Bielefeld. Wem das Wetter dieser Tage noch nicht hitzig genug ist, der sollte dringend bei Twitter vorbeischauen. Genauer gesagt auf dem Profil von Jörg Kachelmann. Denn dort wütet Jahr für Jahr ein Sommersturm, der seinesgleichen sucht.
Das Prinzip Kachelmann funkioniert ungefähr so: Twitter-Nutzer schreiben irgendwas zum Wetter, Kachelmann beleidigt sie - und fügt irgendwas mit „gemeingefährlich" oder „töten" an. Das Thema variiert Jahr für Jahr, sorgt aber stets für ausreichend Gesprächsstoff - und noch dazu für einen kleinen Werbe-Boost für Kachelmanns eigene Wetter-Plattform.
Geschlossene Fenster töten
In diesem Sommer hat sich der ehemalige ARD-Wettermann auf die Legende vom „geschlossenen Fenster" eingeschossen. Ein Hitze-Tipp, der tatsächlich umstritten ist: Auch das DRK in Löhne hatte kürzlich darüber informiert und mit seinem Tweet einen Viral-Hit gelandet. Denn: Geschlossene Fenster bei Hitze seien eher schädlich als nützlich. „Ist es in der Wohnung nicht auszuhalten: Alle Fenster auf und Ventilatoren an", schrieb das DRK. Durchzug sei nicht schädlich, das glaubten „nur Deutsche".

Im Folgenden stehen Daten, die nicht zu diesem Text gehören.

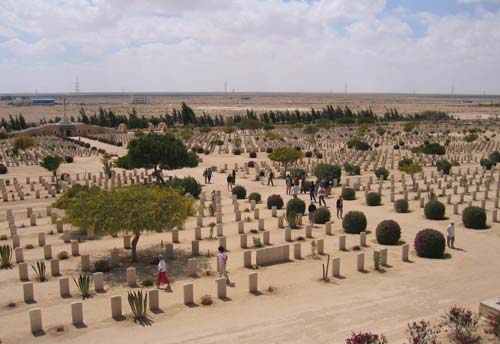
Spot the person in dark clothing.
[267,170,274,186]
[337,195,344,219]
[309,181,316,202]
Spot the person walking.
[307,203,316,226]
[318,185,326,207]
[203,169,208,184]
[156,255,170,289]
[337,195,344,219]
[267,170,274,186]
[207,167,212,184]
[446,222,455,248]
[217,246,230,283]
[309,181,316,203]
[300,174,307,193]
[285,174,292,195]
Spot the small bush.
[94,259,111,272]
[342,211,367,234]
[376,220,401,245]
[286,198,306,215]
[462,206,486,229]
[57,251,69,260]
[366,192,382,207]
[424,200,446,220]
[394,198,410,213]
[342,188,356,201]
[248,192,262,203]
[267,195,284,209]
[200,294,214,306]
[314,207,330,225]
[374,167,390,180]
[413,228,446,258]
[232,185,247,199]
[0,164,9,174]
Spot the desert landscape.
[0,111,500,343]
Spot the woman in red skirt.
[156,256,170,289]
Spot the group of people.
[156,246,231,290]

Deutlich brachialer geht nun aber Jörg Kachelmann das Thema an. Er beschuldigt auf Twitter alle Enkel, Medien oder Institutionen der fahrlässigen Tötung, weil sie unbeholfenen Senioren immer noch den Quatsch vom geschlossenen Fenster erzählten.

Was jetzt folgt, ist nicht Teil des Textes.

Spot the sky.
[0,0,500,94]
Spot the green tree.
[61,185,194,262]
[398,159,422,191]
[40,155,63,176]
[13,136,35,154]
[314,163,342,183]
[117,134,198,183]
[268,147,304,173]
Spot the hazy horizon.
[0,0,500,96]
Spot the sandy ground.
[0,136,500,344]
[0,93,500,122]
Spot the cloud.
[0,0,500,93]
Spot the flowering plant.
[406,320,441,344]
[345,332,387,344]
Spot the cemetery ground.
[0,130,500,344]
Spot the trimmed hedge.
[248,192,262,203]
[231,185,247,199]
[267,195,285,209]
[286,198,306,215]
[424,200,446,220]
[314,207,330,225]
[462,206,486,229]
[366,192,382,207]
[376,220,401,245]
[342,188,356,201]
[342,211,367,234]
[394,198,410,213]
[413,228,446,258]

So bekam beispielsweise am Donnerstag die Stadt Bochum ihr Fett weg: „Auch @bochum_de versucht seine alte Menschen an Tagen wie diesen systematisch über den Jordan zu bringen", twitterte Kachelmann. Gerichtet an den TV-Sender Sat.1 und dessen Hitzetipps schrieb er: „Wenn das grosse zynische Dumm das Sagen hat, sterben die Menschen." Und an das Umweltministerium: „Wieder perverse aktive Sterbehilfe für alte Menschen, die tagsüber zuhause bleiben. Bösartig und verantwortungslos."
Und dann noch ein Rundumschlag: „Es ist nicht übertrieben zu sagen, dass viele Behörden, Betreuer und Medien durch die bösartigen Tipps, bei Hitze die Fenster zu schliessen, alte Menschen systematisch umbringen oder in Lebensgefahr bringen. Ist nur wegen kollektriver Verdeppung fast allen wurscht."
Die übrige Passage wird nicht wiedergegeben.